Por outro lado, a Enciclopédia Britânica define nestas palavras que ‘Pós-modernismo, também soletrado pós-modernismo, na filosofia ocidental, um movimento do final do século 20 caracterizado por um amplo ceticismo, subjetivismo ou relativismo; uma suspeita geral da razão; e uma sensibilidade aguda ao papel da ideologia na afirmação e manutenção do poder político e econômico’.

‘Poucas palavras são mais usadas e abusadas nas discussões da cultura contemporânea do que a palavra ‘pós-modernismo». Como resultado, qualquer tentativa de definir a palavra terá necessariamente e simultaneamente dimensões tanto positivas quanto negativas. Tentará dizer o que é pós-modernismo mas, ao mesmo tempo, terá que dizer o que não é. Talvez esta seja uma condição apropriada, pois o pós-modernismo é um fenômeno cujo modo é resolutamente contraditório, bem como inevitavelmente político’ (The Politics of Postmodernism, Linda Hutcheon, p, 1).

O pós-modernismo é produto de extremo ceticismo e rejeição de todos aqueles valores que caracterizam a ordem, harmonia, estabilidade e fragmentação. É também a rejeição do modernismo e a continuação do modernismo. Isto o torna ambíguo. A importância do pós-modernismo está em sua busca de nossa atenção ‘para as mudanças, as grandes transformações, que ocorrem na sociedade e na cultura contemporânea’ (Sarup, 1993).
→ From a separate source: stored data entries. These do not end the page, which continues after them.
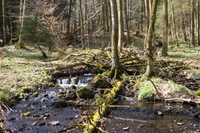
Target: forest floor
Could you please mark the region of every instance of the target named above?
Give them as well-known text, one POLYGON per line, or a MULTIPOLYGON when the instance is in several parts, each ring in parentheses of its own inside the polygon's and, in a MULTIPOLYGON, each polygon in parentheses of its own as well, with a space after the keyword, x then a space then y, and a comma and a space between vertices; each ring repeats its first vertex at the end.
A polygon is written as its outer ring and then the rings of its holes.
MULTIPOLYGON (((64 69, 58 70, 58 68, 82 62, 84 59, 88 61, 88 56, 98 56, 98 53, 101 52, 102 36, 100 33, 92 34, 89 39, 91 49, 86 48, 85 50, 81 50, 69 46, 65 51, 53 50, 48 52, 46 48, 43 48, 47 52, 48 59, 42 59, 42 54, 38 49, 29 45, 26 45, 28 50, 15 49, 14 45, 0 48, 1 103, 12 106, 18 102, 17 99, 19 97, 20 99, 25 99, 26 96, 21 95, 21 93, 24 93, 26 90, 35 92, 48 88, 49 86, 57 86, 53 82, 52 74, 66 72, 64 69)), ((106 44, 108 46, 106 47, 109 47, 109 42, 110 35, 107 33, 106 44)), ((200 88, 200 47, 189 47, 184 42, 181 43, 179 48, 174 44, 170 44, 168 57, 162 57, 161 48, 158 48, 155 60, 156 76, 152 78, 151 82, 148 81, 145 83, 138 81, 140 75, 145 72, 146 68, 146 61, 143 57, 142 49, 143 38, 138 38, 132 33, 131 45, 127 46, 124 51, 125 53, 127 51, 131 53, 129 58, 137 57, 141 61, 137 62, 135 68, 133 62, 126 62, 124 64, 127 65, 127 70, 132 69, 124 76, 124 79, 126 79, 124 81, 133 81, 132 83, 134 83, 125 87, 125 96, 133 96, 129 94, 134 93, 134 95, 137 95, 137 100, 151 100, 152 98, 154 100, 162 100, 162 98, 171 100, 171 98, 176 98, 174 99, 176 101, 180 101, 181 99, 198 99, 198 97, 195 98, 195 92, 200 88), (135 77, 134 74, 138 76, 135 77), (157 95, 156 87, 153 84, 159 89, 162 97, 157 95), (143 89, 148 87, 149 89, 143 89), (173 90, 169 91, 169 88, 173 88, 173 90), (136 90, 140 91, 136 93, 136 90)), ((106 58, 109 58, 108 52, 106 58)), ((128 58, 125 53, 120 54, 120 56, 126 56, 128 58)), ((102 57, 100 56, 98 59, 101 60, 102 57)), ((94 63, 89 62, 88 64, 91 65, 94 63)), ((79 69, 75 67, 74 71, 76 70, 79 69)))

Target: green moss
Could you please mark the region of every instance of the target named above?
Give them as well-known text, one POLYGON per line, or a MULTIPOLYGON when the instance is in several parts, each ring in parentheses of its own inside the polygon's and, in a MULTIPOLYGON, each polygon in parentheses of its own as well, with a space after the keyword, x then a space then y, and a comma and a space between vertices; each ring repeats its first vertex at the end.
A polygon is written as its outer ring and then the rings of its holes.
POLYGON ((31 97, 38 97, 39 94, 40 94, 39 92, 35 92, 31 97))
POLYGON ((29 93, 29 92, 30 92, 30 89, 29 89, 28 87, 22 87, 22 88, 20 89, 20 92, 22 92, 22 93, 29 93))
POLYGON ((65 94, 65 93, 66 93, 65 91, 58 92, 58 94, 65 94))
POLYGON ((30 104, 24 104, 24 107, 30 107, 31 105, 30 104))
POLYGON ((24 113, 24 116, 29 116, 29 115, 31 115, 31 112, 24 113))
POLYGON ((200 97, 200 90, 196 91, 195 96, 200 97))
POLYGON ((64 108, 67 107, 67 103, 64 100, 58 100, 57 102, 55 102, 54 104, 54 108, 64 108))
POLYGON ((84 99, 89 99, 92 98, 92 92, 87 89, 86 87, 83 87, 79 90, 76 91, 76 95, 78 98, 84 98, 84 99))
POLYGON ((71 85, 70 88, 71 89, 76 89, 76 86, 75 85, 71 85))

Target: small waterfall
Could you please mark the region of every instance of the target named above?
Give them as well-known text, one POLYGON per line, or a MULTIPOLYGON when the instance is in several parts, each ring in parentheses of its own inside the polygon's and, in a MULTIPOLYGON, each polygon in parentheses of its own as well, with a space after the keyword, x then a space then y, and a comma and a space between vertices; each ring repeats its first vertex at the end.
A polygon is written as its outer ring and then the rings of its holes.
POLYGON ((92 80, 93 74, 84 74, 83 76, 75 76, 72 78, 58 78, 57 83, 62 88, 70 88, 71 85, 75 85, 76 87, 84 87, 87 86, 90 80, 92 80))

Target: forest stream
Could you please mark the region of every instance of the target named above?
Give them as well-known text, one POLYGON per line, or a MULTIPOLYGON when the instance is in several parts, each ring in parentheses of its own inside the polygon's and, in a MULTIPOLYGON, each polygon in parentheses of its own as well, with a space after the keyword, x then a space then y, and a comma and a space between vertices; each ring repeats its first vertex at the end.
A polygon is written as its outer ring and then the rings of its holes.
MULTIPOLYGON (((70 127, 79 123, 87 111, 94 109, 67 105, 56 108, 59 94, 86 86, 92 74, 84 74, 81 79, 59 78, 59 87, 40 91, 37 97, 29 97, 12 107, 6 116, 6 124, 14 133, 69 132, 70 127), (69 80, 70 79, 70 80, 69 80), (68 130, 69 129, 69 130, 68 130)), ((200 132, 200 106, 182 103, 137 102, 132 97, 119 98, 111 107, 103 122, 103 130, 110 133, 159 133, 159 132, 200 132)), ((69 99, 70 100, 70 99, 69 99)), ((75 130, 72 132, 81 132, 75 130)))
O pós-modernismo não é uma palavra facilmente definida, e suas origens não são facilmente rastreadas. É usado para discutir arquitetura, arte, tecnologia e literatura, entre outros campos; seja decorrente do modernismo ou oposto a ele. No início desta discussão, é notificado que o pós-modernismo pode ser melhor compreendido em termos de certas características. Caracteristicamente, o pós-modernismo é melhor compreendido e definido. Os pós-modernistas são as pessoas que não se sentem confortáveis com a incapacidade do modernista de fazer incursões para alcançar a paz e o progresso na sociedade. Portanto, eles desafiam a forma tradicional de pensar e de praticar este pensamento. O pós-modernismo é rejeição, assim como a continuação do modernismo. Como diz um renomado crítico David Harvey, ‘há mais continuidade do que diferença no movimento do modernismo ao pós-modernismo’ (Hawthorn, 1992)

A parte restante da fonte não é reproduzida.